Neural plasticity (neuroplasticity) refers to the brain's ability to change its structure and function in response to experience, learning, development, and injury. It operates at multiple levels: synaptic plasticity (strengthening or weakening of individual connections), structural plasticity (growth of new synapses and dendrites), and large-scale reorganization (remapping of cortical representations). Plasticity is the biological basis of all learning and memory and enables partial recovery from brain damage.
Key Structures
- Distributed (cortical remapping)
- Hippocampus (neurogenesis) — A medial temporal lobe structure essential for the formation of new declarative memories and spatial navigation — one of the most studied structures in cognitive neuroscience.
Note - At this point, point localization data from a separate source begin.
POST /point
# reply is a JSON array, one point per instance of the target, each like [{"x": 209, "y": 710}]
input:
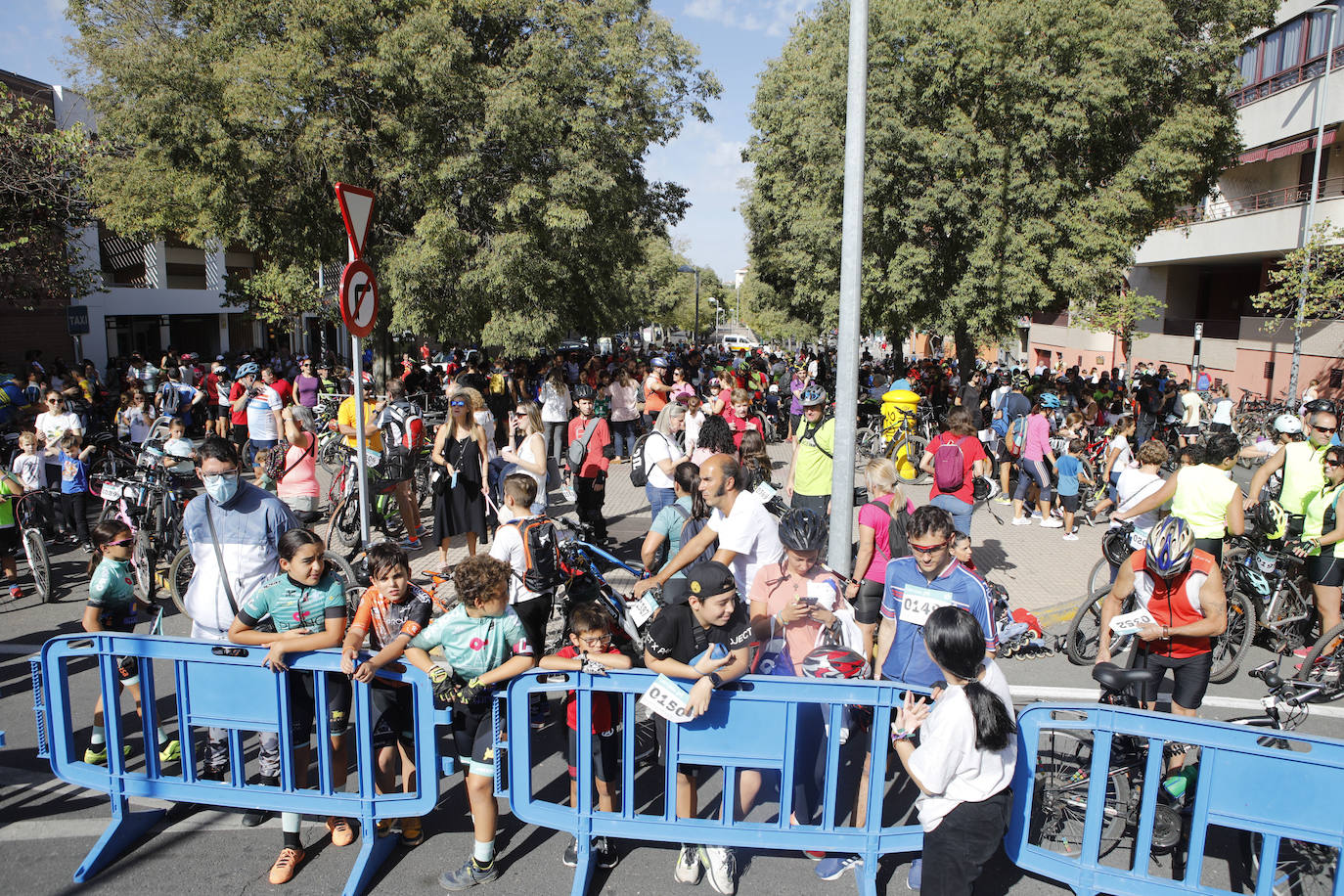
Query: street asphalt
[{"x": 46, "y": 827}]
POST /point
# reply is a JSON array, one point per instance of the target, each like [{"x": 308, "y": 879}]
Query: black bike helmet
[{"x": 802, "y": 529}]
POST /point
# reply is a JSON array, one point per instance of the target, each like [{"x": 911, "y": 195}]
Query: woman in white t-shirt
[
  {"x": 965, "y": 758},
  {"x": 661, "y": 454}
]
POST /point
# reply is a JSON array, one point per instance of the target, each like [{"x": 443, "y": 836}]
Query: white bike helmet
[{"x": 1287, "y": 424}]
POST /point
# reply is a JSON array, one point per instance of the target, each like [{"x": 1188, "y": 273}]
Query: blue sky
[{"x": 736, "y": 36}]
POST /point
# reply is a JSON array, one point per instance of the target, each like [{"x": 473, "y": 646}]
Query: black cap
[{"x": 710, "y": 579}]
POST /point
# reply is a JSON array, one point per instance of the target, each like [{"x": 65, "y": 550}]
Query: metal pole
[
  {"x": 851, "y": 258},
  {"x": 696, "y": 305},
  {"x": 1322, "y": 93}
]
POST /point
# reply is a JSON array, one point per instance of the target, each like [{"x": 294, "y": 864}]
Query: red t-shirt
[
  {"x": 606, "y": 713},
  {"x": 970, "y": 452}
]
- Motor cortex (skill learning) — The precentral cortical region that plans, initiates, and executes voluntary movements through corticospinal projections, particularly in relation to skill learning.
- Somatosensory cortex (experience-dependent changes)
- Dendrites — The branching extensions of a neuron that receive electrochemical signals from other neurons and conduct them toward the cell body for integration.
Key Functions
The brain's ability to reorganize its structure and function in response to experience, learning, injury, or environmental demands, through mechanisms including synaptogenesis, synaptic pruning, neurogenesis, and cortical remapping.
Forms of Plasticity
Experience-dependent plasticity reflects the brain's response to environmental input: musicians develop enlarged cortical representations for their practiced hand, London taxi drivers have larger hippocampi, and learning to juggle produces detectable gray matter changes within weeks. Experience-expectant plasticity occurs during critical periods when the brain requires specific input for normal development (e.g., visual input for visual cortex development). Compensatory plasticity enables recovery after brain damage by recruiting alternative neural pathways.
Plasticity is greatest during critical (or sensitive) periods in development — windows when the brain is especially responsive to environmental input. After critical periods close, plasticity is reduced but not eliminated. Recent research has identified molecular mechanisms that regulate critical period opening and closing (including perineuronal nets and specific neurotransmitter systems), raising the possibility of reopening critical periods to enable adult learning or recovery with the plasticity of the developing brain.
Disorders
- Stroke recovery (post-injury plasticity)
- Phantom limb pain (maladaptive plasticity) — Vivid perception of pain or sensation in a limb that has been amputated; caused by cortical reorganization and maladaptive plasticity.
- Chronic pain — Persistent pain lasting beyond normal tissue healing, involving central sensitization and neuroplastic changes in pain processing circuits.
- Learning disabilities — Neurodevelopmental conditions affecting the acquisition of reading, writing, or mathematical skills despite adequate intelligence and instruction.
- Amblyopia — Reduced vision in one eye due to abnormal visual development in childhood; brain favors the other eye.